Fairport Harbor Lighthouse and Marine Museum -  Celebrating over 100 years of lighthouse history, this museum now in its 70th season features a Francis Life Car dating back to 1876, a Third Order fixed white Fresnel Lens in its entirety, an 1843 Mast-the first of its kind and much more.  Visit for more information.  July 11-12, 2015 will see the return of a Tall Ship - the Madeline which was originally built in Fairport in 1845.

Monday, June 1, 2015

Step Back in Time this Weekend at 475 Railroad Street in Painesville

Whether you know it as the current  Painesville Railroad Museum, the Painesville Depot or by its earlier station names C.P.A., Lake Shore & Michigan Southern or N.Y. Central, attendees this weekend can tour the full-size replica of the Lincoln Funeral Train.  This steam engine and tender transported  Abraham Lincoln from D.C. to Springfield, Illinois to his final resting site.  Attendees will be able to actually tour the car as well as visit the depot that has a history dating back to 1851.

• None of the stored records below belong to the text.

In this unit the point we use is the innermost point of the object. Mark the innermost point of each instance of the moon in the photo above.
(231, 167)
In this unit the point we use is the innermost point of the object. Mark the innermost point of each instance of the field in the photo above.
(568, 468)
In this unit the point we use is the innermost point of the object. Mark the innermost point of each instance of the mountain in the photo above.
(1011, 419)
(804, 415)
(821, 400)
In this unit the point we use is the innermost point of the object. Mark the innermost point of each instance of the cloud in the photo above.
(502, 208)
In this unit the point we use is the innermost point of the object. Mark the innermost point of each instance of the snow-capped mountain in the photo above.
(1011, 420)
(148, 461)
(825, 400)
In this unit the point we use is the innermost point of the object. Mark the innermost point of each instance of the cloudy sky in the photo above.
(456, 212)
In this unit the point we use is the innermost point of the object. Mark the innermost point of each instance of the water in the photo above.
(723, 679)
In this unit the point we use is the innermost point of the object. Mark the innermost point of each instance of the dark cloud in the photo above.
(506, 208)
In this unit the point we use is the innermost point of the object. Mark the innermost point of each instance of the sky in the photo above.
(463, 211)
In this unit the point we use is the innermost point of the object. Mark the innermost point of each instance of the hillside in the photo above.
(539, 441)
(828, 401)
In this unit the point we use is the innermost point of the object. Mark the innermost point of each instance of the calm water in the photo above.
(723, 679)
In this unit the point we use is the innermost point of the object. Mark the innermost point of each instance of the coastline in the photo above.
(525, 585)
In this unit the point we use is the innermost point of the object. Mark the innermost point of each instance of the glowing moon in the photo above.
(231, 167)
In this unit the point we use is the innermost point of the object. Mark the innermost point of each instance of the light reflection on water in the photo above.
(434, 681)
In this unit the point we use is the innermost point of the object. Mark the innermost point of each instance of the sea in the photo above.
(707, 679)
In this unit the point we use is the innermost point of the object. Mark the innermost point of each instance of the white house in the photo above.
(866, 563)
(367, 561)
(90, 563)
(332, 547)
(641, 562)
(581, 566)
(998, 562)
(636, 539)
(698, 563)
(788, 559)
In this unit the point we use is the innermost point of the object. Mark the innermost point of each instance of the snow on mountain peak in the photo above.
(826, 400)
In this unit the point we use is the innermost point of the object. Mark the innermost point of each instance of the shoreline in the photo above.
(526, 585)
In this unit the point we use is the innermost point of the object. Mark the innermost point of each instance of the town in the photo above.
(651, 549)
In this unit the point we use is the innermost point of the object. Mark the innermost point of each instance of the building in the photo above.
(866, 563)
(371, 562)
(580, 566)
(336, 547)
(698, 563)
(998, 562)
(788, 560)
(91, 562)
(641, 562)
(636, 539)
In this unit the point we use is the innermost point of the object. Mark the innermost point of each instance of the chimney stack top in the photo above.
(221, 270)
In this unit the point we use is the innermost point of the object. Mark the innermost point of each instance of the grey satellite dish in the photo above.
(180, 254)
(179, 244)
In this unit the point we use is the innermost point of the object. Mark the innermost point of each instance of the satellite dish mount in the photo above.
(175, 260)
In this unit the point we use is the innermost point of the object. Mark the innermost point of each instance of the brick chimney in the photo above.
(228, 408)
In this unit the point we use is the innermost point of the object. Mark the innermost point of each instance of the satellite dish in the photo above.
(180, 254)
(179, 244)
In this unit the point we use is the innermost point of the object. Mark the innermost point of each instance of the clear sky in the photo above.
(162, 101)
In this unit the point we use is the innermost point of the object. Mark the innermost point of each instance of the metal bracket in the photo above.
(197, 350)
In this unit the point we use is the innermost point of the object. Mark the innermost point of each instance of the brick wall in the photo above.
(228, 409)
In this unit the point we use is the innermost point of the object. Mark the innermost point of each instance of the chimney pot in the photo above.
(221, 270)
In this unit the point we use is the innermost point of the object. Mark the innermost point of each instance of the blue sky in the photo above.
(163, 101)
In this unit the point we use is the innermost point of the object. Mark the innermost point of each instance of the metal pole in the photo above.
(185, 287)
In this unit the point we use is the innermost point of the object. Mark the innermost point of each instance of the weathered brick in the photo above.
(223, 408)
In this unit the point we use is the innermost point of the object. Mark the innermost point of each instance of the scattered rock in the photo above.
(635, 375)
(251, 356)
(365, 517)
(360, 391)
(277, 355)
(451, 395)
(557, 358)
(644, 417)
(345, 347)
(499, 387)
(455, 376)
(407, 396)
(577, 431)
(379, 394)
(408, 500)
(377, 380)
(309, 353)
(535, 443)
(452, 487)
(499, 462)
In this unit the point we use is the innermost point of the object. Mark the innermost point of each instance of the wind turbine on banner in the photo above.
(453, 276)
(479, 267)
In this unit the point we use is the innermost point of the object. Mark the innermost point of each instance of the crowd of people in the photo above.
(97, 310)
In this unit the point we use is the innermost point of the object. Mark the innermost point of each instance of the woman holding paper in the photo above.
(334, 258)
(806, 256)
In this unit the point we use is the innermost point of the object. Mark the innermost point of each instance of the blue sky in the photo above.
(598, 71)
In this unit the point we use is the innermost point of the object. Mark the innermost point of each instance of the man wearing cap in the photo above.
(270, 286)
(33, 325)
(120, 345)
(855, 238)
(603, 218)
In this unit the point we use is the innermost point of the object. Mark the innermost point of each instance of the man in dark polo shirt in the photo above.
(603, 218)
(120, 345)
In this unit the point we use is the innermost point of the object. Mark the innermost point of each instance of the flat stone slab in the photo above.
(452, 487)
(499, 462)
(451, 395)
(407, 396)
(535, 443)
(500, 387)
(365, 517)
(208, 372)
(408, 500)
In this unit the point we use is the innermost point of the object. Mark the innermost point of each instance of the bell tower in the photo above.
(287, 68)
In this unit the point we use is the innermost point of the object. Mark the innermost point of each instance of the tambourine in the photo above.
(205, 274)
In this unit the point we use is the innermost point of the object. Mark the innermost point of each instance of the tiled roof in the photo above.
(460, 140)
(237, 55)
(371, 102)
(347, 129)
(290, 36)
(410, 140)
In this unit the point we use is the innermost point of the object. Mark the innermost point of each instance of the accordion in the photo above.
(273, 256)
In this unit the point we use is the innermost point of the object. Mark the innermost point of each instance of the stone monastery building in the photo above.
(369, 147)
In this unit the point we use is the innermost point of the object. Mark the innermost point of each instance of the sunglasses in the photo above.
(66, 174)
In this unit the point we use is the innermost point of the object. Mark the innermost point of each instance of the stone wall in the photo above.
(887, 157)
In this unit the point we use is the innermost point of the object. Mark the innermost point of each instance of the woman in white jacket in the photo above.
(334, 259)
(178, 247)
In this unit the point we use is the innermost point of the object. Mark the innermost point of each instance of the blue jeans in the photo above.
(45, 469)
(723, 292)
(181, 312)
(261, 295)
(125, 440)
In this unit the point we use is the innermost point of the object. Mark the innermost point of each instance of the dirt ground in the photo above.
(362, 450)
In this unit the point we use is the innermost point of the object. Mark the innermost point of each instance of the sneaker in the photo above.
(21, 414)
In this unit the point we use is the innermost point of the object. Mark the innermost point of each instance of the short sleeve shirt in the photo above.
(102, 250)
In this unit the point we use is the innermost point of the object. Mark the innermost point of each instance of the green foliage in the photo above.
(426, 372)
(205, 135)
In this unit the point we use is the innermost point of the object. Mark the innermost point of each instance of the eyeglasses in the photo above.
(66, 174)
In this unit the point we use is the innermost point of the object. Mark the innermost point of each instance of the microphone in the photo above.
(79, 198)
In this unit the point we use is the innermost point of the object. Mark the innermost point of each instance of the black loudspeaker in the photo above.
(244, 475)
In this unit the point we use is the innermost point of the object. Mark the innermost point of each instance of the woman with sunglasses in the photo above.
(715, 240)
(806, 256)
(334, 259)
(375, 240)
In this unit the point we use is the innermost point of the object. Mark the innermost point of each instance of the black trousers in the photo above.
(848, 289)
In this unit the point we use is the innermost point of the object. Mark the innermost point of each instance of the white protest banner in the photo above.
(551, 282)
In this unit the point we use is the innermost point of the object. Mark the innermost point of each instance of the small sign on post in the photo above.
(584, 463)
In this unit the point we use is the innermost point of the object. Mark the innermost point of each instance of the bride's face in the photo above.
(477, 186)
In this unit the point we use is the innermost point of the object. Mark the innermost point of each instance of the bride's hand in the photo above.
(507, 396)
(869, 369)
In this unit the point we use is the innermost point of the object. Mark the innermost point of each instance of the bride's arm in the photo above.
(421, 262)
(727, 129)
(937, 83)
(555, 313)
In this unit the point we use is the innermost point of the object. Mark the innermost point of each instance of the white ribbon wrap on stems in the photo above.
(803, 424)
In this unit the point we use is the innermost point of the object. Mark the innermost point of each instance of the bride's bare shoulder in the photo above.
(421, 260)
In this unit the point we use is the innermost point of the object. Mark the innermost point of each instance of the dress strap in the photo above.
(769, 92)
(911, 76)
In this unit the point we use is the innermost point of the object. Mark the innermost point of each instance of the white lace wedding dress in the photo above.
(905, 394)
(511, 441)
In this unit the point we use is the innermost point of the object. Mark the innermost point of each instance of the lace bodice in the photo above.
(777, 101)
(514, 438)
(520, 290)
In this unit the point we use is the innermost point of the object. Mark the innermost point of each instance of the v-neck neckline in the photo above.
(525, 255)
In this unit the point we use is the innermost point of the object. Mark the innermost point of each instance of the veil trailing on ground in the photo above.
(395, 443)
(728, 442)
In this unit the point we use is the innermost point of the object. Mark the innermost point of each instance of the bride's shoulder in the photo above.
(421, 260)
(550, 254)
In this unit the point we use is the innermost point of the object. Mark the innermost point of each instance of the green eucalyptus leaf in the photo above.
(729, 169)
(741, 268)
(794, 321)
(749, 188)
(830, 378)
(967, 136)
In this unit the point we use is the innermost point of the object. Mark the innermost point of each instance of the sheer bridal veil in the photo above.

1851 saw the incorporation of the Cleveland, Painesville and Ashtabula Railroad Companies and the first C.P.A. depot in Painesville.  Another consolidation and new name occurred in 1869 with the Lake Shore and Michigan Southern lines.  The current depot had its groundbreaking in July 1892 and by February 1893 the Lake Shore and Michigan Southern Station opened.  Its final name change came on April 29, 1914 when the N.Y. Central formed as part of a 10 railroad line consolidation.  The Painesville Depot served as the departure site for WWI draftees and as a canteen stop for those serving in WWII.  Passenger service ended in May 1971.  From '71-88 the site served as a Greyhound Bus stop.  Nearly a decade passed before the depot was saved by the newly formed Western Reserve Railroad Association in 1997.  A non-profit group, they have been working to restore and preserve the railway history that ran thru Lake County.  The Painesville Depot features Richardson Romanesque Style architecture with sandstone walls and a slate roof on the exterior.  The inside features red oak and marble alongwith hanging chandeliers.  A caboose was donated by Lubrizol in 2000 (suffered damage in a 2006 fire).  In 2002 a historical marker #18-43 was dedicated by the State of Ohio.    The depot was granted 'Historic District' status in 2005 by the City of Painesville.

As mentioned earlier the Lincoln Funeral Train will be making a stop on June 6 and 7.  Hours will be 10.m. to 6 p.m. both days.  A fee is charged allowing attendees access to the Smithsonian blueprint verified and exact replica of the death car.  As President-Elect, Lincoln visited this depot on February 16, 1861 on his William Case locomotive and tender.  The Lincoln train next passed thru Painesville that fateful morning of Friday, April 28, 1865.  This weekend on the 150th year anniversary of this tragic moment in history you can step back in time and witness history again.  As a bonus it is rumored Abraham Lincoln a.k.a. John King and even Mary Todd will be on site sharing their life stories.